In her final role while under contract with MGM, Margaret O’Brien is fiery and believable as the troubled Mary, making us root for her as she reforms. Dean Stockwell is every inch her match as the spoiled yet neglected Colin, bringing the tortured boy to believable life onscreen.
Then there is the lovable, happy Dickon, a welcome jolly counterpart to the other two children. Believe it or not, the Yorkshire Brian Roper was almost 20 years old when he played the boyish Dickon. Add to these wonderful main players the incurably morose yet compelling Hebert Marshall, who used the pain of his own World War I injuries to add depth to his interpretation of men who were suffering, like Archibald Craven.
Fortunately, “The Secret Garden” doesn’t remain in the gray gloom of despair. Ultimately, it is a story of hope and rebirth. This hope is vividly displayed on the screen by one of the most magical special effects used in old movies: Technicolor. When the children enter the flourishing garden, having tended it back to health, it is photographed in the most glorious, vibrant Technicolor film.

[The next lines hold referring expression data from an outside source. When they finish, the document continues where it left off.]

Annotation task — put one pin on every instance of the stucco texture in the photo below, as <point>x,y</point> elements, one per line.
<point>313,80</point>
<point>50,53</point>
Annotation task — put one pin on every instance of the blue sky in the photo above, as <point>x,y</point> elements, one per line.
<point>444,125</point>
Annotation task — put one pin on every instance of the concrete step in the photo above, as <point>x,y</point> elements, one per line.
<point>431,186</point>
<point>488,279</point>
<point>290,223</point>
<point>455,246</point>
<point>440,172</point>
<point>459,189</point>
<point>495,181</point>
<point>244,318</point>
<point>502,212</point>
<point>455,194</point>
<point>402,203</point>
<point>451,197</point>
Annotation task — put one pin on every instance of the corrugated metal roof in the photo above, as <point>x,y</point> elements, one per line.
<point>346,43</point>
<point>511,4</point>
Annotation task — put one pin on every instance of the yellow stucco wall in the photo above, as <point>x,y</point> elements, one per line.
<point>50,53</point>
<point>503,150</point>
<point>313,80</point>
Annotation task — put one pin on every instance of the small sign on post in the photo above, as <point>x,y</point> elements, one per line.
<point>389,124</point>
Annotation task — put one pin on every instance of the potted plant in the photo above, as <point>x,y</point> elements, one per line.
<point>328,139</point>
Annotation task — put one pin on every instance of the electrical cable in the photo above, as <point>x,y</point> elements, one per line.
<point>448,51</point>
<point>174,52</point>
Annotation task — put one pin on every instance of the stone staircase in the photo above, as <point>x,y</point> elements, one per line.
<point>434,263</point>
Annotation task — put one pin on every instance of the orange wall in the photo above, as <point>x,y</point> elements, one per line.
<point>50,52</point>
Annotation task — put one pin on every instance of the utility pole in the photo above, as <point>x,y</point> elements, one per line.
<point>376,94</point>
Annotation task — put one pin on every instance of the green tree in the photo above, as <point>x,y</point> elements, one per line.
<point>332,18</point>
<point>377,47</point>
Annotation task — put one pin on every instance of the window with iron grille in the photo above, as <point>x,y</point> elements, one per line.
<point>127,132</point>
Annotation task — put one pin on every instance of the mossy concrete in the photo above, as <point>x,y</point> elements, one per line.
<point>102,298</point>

The green practically glows, and the flowers bloom in every color of the rainbow, creating a magnificent picture of spring. No recent film’s color can compare to the beauty of these sequences, which are all the lovelier because of their contrast with the rest of the film’s grayness.
This spring, why not celebrate the season of rebirth with your whole family by watching “The Secret Garden”? It is sophisticated enough to intrigue the most mature, discerning film viewers, yet it also has charms that the young will enjoy. Whether as a first introduction to this beloved tale or yet another way to enjoy it, this film can bring Frances Hodgson Burnett’s masterpiece to life for young readers. It may also encourage children to grow a garden this year! Children, plants, and other growing things provide hope for a brighter spring.